DNA molecules use this property to ensure that cell proteins attach at the right spot to correctly imprint instructions. But viruses like HIV exploit this property in an effort to induce a cell to produce more virus instead of normal proteins.
Understanding how proteins and viruses navigate DNA “is one of the hardest questions in the field,” Chen says. So he is working to develop tools that “help to recognize similarities between a protein and DNA and to pinpoint where they will bond.”
With so much data, researchers need clear methods to determine which results to pay attention to and which to ignore.
“There needs to be a number, but you can’t just choose it, it has to be extracted from the data,” Chen says.
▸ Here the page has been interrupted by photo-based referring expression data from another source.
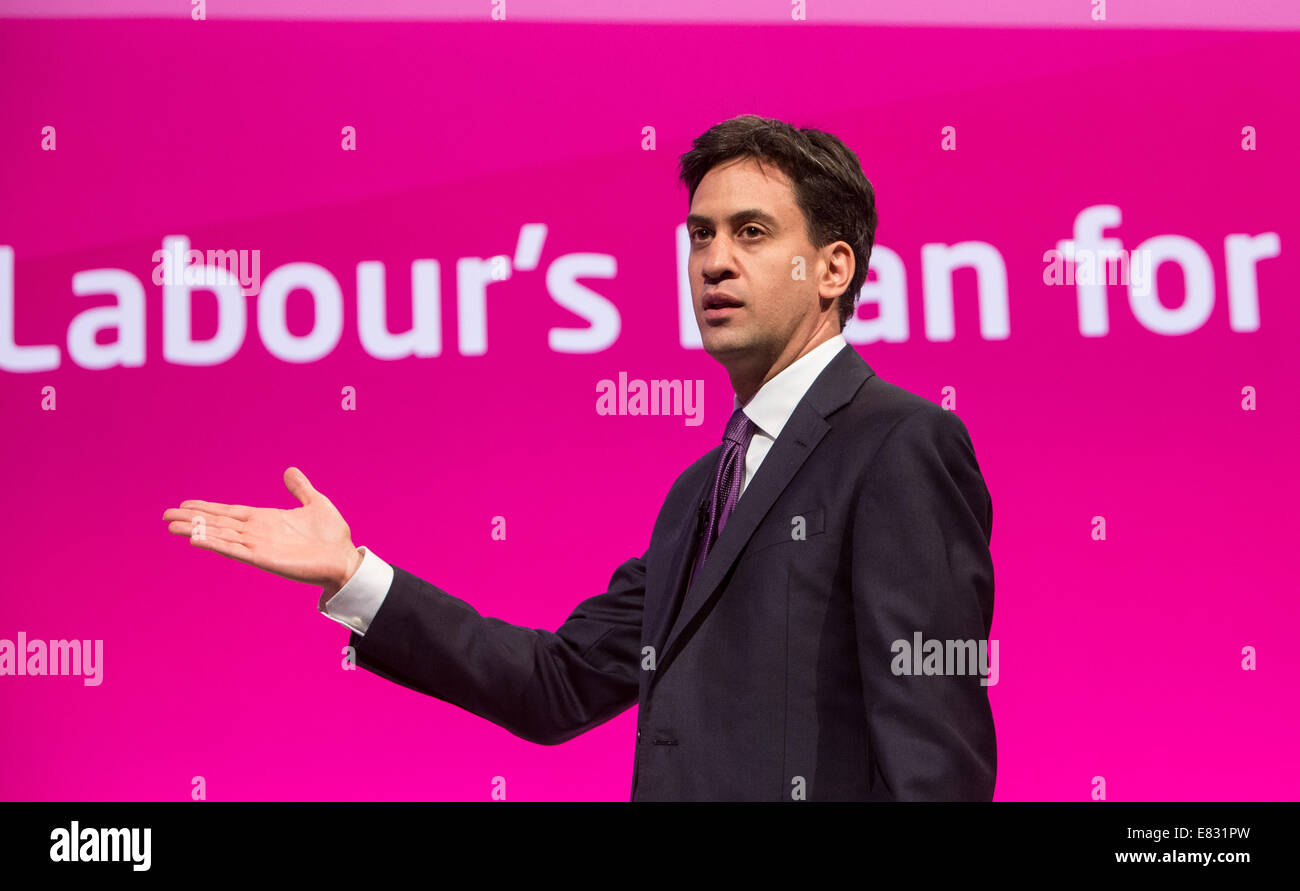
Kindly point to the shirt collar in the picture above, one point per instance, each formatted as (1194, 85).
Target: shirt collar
(775, 401)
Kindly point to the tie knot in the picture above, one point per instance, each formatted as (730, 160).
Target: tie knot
(740, 428)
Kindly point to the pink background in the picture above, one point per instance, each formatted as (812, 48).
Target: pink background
(1118, 658)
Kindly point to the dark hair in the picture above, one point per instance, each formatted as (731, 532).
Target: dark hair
(830, 187)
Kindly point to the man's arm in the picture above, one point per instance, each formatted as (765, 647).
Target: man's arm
(545, 687)
(921, 563)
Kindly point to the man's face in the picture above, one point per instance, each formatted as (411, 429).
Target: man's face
(745, 232)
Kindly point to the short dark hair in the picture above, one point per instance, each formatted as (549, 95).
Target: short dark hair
(836, 199)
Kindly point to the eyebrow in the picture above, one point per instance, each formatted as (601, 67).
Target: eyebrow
(739, 216)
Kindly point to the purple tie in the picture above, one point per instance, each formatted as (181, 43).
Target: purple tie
(727, 479)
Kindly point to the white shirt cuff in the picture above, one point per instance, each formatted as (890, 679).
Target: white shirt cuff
(356, 602)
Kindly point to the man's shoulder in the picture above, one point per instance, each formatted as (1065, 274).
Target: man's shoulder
(882, 411)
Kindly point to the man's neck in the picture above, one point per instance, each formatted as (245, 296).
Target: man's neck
(748, 383)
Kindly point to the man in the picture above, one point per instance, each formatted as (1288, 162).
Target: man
(765, 632)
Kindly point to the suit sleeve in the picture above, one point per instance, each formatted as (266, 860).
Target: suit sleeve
(545, 687)
(922, 563)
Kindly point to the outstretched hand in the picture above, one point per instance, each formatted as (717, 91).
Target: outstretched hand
(308, 544)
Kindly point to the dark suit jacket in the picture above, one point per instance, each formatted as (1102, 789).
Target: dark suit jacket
(771, 678)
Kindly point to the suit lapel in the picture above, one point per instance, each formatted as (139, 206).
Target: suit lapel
(837, 383)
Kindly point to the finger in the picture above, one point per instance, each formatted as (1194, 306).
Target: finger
(186, 515)
(232, 549)
(209, 526)
(217, 509)
(299, 485)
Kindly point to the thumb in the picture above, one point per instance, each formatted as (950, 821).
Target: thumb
(299, 485)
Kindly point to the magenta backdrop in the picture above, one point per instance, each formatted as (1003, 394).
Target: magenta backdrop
(1119, 657)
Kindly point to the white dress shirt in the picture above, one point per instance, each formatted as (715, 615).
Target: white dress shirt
(360, 598)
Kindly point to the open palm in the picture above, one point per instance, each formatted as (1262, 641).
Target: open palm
(308, 544)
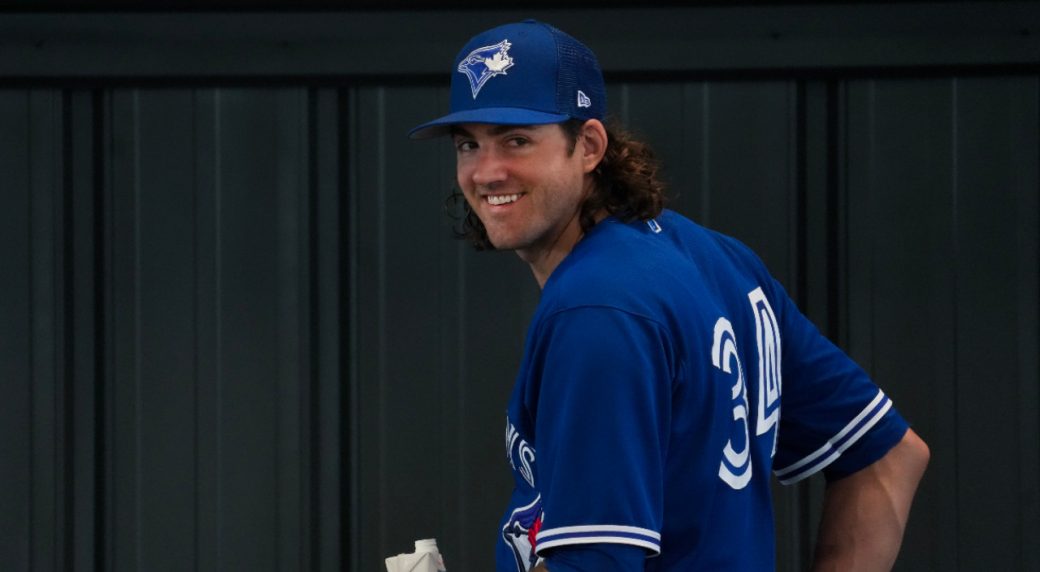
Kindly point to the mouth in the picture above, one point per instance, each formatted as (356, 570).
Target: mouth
(498, 200)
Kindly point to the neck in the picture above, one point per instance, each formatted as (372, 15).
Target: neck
(544, 261)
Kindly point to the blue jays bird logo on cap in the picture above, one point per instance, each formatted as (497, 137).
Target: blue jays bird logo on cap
(484, 63)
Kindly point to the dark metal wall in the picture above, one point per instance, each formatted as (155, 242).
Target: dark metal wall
(237, 336)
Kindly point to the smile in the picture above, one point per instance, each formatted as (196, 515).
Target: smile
(496, 200)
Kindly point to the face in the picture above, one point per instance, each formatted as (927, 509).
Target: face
(525, 183)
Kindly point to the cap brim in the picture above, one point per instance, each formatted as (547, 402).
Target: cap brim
(494, 115)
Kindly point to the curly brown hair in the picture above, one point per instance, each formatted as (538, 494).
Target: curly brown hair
(626, 185)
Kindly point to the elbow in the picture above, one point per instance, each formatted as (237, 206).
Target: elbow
(916, 453)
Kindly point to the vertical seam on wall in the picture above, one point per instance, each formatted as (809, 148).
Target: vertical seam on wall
(954, 184)
(313, 339)
(69, 230)
(100, 346)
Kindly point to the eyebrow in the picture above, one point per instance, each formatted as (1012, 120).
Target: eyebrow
(495, 130)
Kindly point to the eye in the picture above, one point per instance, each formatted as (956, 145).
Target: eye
(463, 146)
(517, 140)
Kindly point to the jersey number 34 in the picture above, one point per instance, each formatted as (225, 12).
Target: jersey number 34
(735, 467)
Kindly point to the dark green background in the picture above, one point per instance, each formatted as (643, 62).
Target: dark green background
(236, 334)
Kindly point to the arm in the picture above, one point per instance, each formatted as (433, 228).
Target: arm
(865, 513)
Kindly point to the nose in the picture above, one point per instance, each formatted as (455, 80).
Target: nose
(488, 169)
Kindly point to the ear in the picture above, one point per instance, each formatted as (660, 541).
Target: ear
(592, 144)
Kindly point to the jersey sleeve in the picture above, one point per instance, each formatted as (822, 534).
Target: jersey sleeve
(834, 418)
(601, 425)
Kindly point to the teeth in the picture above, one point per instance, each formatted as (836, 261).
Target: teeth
(502, 199)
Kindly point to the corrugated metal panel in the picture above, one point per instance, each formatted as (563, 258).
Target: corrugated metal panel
(942, 299)
(238, 335)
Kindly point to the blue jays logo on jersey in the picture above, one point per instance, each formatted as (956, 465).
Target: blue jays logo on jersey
(520, 531)
(484, 63)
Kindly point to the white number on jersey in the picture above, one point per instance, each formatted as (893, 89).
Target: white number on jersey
(768, 334)
(734, 468)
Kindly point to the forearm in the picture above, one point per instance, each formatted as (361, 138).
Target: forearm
(865, 513)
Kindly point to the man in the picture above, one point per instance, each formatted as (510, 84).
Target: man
(666, 373)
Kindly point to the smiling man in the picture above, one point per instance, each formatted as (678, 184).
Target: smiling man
(666, 373)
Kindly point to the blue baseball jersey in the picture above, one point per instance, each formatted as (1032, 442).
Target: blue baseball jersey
(666, 375)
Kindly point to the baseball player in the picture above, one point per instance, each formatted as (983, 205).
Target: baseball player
(666, 373)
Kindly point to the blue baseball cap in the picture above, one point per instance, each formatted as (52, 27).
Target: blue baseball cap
(527, 73)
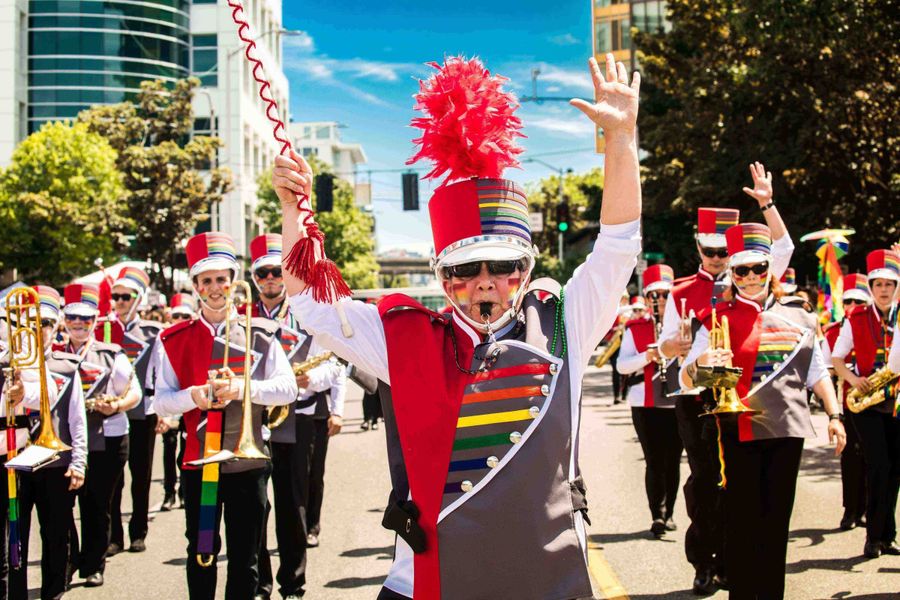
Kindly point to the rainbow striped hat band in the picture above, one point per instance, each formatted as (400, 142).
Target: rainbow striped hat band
(712, 223)
(82, 299)
(883, 264)
(658, 277)
(480, 219)
(134, 278)
(748, 243)
(856, 287)
(211, 251)
(265, 250)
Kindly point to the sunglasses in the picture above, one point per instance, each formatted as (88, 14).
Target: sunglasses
(714, 252)
(263, 273)
(744, 270)
(495, 267)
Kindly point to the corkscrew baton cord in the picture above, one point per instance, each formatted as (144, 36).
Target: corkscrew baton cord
(320, 274)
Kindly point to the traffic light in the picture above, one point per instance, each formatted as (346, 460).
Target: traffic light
(562, 216)
(324, 192)
(410, 191)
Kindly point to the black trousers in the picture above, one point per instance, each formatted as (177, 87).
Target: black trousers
(657, 430)
(759, 499)
(105, 470)
(141, 443)
(48, 491)
(704, 540)
(879, 435)
(242, 502)
(853, 472)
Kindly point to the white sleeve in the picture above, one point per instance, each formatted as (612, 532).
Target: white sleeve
(366, 348)
(844, 344)
(782, 250)
(592, 294)
(630, 360)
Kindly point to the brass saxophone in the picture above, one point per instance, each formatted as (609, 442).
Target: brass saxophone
(277, 414)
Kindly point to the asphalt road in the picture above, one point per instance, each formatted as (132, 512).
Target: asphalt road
(355, 552)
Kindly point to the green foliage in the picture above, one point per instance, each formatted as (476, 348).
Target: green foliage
(60, 202)
(808, 88)
(170, 184)
(349, 241)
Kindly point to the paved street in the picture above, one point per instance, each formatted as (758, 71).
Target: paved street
(355, 554)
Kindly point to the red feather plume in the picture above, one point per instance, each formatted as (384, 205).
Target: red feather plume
(469, 129)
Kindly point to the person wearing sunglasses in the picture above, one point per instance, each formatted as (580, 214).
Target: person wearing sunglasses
(868, 334)
(51, 489)
(651, 408)
(773, 340)
(137, 337)
(300, 442)
(186, 354)
(107, 425)
(485, 396)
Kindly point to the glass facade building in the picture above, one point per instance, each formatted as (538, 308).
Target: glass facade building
(89, 52)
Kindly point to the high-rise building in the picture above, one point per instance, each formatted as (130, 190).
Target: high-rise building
(58, 57)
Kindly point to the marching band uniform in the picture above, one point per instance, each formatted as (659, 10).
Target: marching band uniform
(187, 353)
(105, 369)
(137, 338)
(652, 411)
(48, 489)
(868, 333)
(775, 345)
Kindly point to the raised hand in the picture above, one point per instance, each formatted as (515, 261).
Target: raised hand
(762, 184)
(616, 104)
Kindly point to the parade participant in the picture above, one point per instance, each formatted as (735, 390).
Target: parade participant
(853, 465)
(137, 337)
(651, 408)
(187, 353)
(108, 400)
(293, 439)
(703, 542)
(867, 333)
(485, 398)
(774, 343)
(51, 489)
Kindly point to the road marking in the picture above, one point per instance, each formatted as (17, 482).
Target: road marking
(603, 574)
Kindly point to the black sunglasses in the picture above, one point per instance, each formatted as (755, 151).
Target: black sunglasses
(711, 252)
(744, 270)
(263, 273)
(495, 267)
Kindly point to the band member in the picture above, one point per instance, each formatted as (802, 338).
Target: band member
(853, 465)
(51, 489)
(485, 398)
(137, 337)
(774, 343)
(703, 541)
(651, 409)
(109, 397)
(188, 353)
(868, 333)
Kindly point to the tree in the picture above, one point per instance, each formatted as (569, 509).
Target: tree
(60, 202)
(171, 185)
(808, 88)
(348, 230)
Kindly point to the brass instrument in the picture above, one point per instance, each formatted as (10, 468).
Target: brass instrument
(881, 380)
(277, 414)
(721, 380)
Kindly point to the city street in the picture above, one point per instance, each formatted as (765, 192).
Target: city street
(355, 552)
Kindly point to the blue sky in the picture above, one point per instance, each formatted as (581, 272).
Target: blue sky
(359, 63)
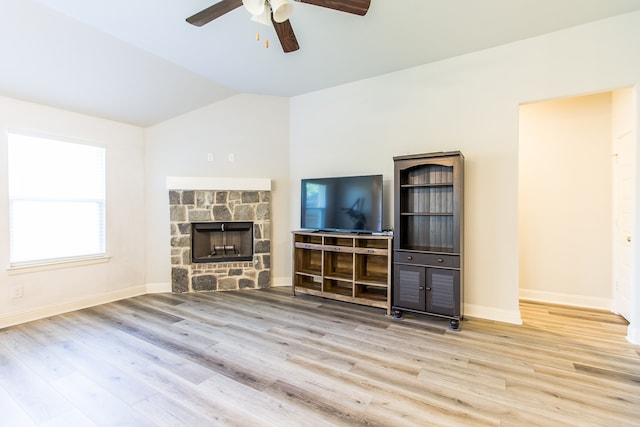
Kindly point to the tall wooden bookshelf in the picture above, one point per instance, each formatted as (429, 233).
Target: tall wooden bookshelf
(428, 243)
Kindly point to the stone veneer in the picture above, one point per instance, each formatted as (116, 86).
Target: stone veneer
(187, 206)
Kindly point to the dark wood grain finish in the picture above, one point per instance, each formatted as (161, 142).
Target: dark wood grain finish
(213, 12)
(265, 358)
(357, 7)
(286, 35)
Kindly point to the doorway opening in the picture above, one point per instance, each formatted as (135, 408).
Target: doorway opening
(575, 193)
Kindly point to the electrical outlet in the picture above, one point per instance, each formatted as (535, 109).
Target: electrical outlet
(16, 291)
He is collaborating with statistician Soutir Bandyopadhyay, assistant professor of mathematics in Lehigh’s College of Arts and Sciences, to produce a system that will allow researchers to decide how much similarity or difference is significant enough to warrant a closer look, and then pull only those results from the data.
Bioinformatics is inherently interdisciplinary, so in addition to faculty colleagues Chen involves undergraduate and graduate students from a variety of backgrounds in his research.
“Some of the students in our lab study specific disease proteins, others make mathematical representations of molecular surfaces, and others write software for accelerating comparisons and making them more precise,” he says.
Kevin Lee ’13, a bioengineering major, spent the summer after graduation working on a conference presentation of his research into a class of proteins called the major histocompatibility complex—molecules responsible for activating appropriate immune response in the body. Lee, who is starting graduate school at Columbia University this fall, is applying VASP algorithms to help predict how well these proteins will bind.
“Being able to classify these proteins will help researchers develop better drug delivery systems for cancers and autoimmune diseases,” Lee says. “Using high-performance computing we’re able to analyze a huge group of structures at once. It’s really revolutionary.”
Lee initially sought out research in a “wet” biology lab, but was drawn to the promise of using computational tools. “It adds a unique skill set to my repertoire,” he says.
“One thing that stands out in Professor Chen’s lab is that each student has their own project,” Lee says. “He’s really put forth effort to help each of us individually, as well as promote collaboration.”
Getting conventionally trained scientists to grasp the value of computational tools is one of the big challenges of his field, Chen admits. It’s important for him to communicate across the boundaries. “It’s exciting when someone whose experience has been mono-disciplinary sees our tools and says, ‘Wow, that’s incredibly useful, it’s not just geeky computer stuff.’”
The common thread between these disparate approaches—representing molecular structure, 3-D shapes and electrostatic forces, and doing statistical analysis—is geometry, Chen says. An avid computer gamer, he observes that games are broad-brush examples of how geometry is applied to render realistic representations of nature. In his work Chen goes a step further, using geometry to model molecular surfaces and subatomic spaces, and pushing its theories (which are excellent for describing rigid structures) to help understand how flexible molecules move in solution.
“I find all of these things really fascinating, and when they are attached to real biomedical problems, that’s even more exciting,” he says. “That’s what gets me here early in the morning and keeps me here late.”
Jazz, he says, is an apt metaphor for his research.
“In jazz there are always new genres being advanced while others slowly decay,” Chen says. “When I see a new direction in which the field can go, that’s like a new genre. It’s exciting to pick up the melody for a new thing and push it as far as you can go.”